Researchers claim that this process will allow a person to record and reconstruct dreams on a computer screen.
“This is a major leap toward reconstructing internal imagery. We are opening a window into the movies in our minds,” says Jack Gallant, a professor at the University of Berkeley.
For this experiment, they used three subjects who, incidentally, were part of the research team because it was necessary for each of them to spend several hours inside a functional Magnetic Resonance Imaging system at a time.
They were exposed to two separate sets of video trailers of Hollywood films. The device recorded the brain’s blood flow through their brains’ visual cortex.

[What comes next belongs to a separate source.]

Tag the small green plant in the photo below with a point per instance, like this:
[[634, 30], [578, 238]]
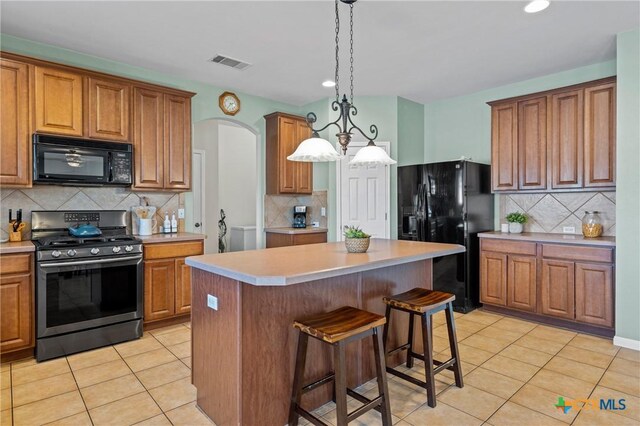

Data were entered into a computer program and were then divided into small, three-dimensional pixels units called voxels or volumetric pixels. The brain signals generated by moving pictures are decoded through this process, connecting information about shape and motion from the movies to specific actions in the brain.
Gradually, the computer learned to associate the visual activity in the movie with the corresponding brain activity.
In the next step, another group of clips was used to reconstruct the images seen by the subjects. By introducing 18 million seconds of a random series of YouTube clips the scientists built a database of the brain’s potential activity.
The computer chose 100 clips that were most similar to those viewed by the subjects. These clips were combined into one blurry video that reconstructed the original films.
The Project at Berkeley is a revolutionary one as it is the first time the brain activity is decoded and rebuilt into a video on the computer.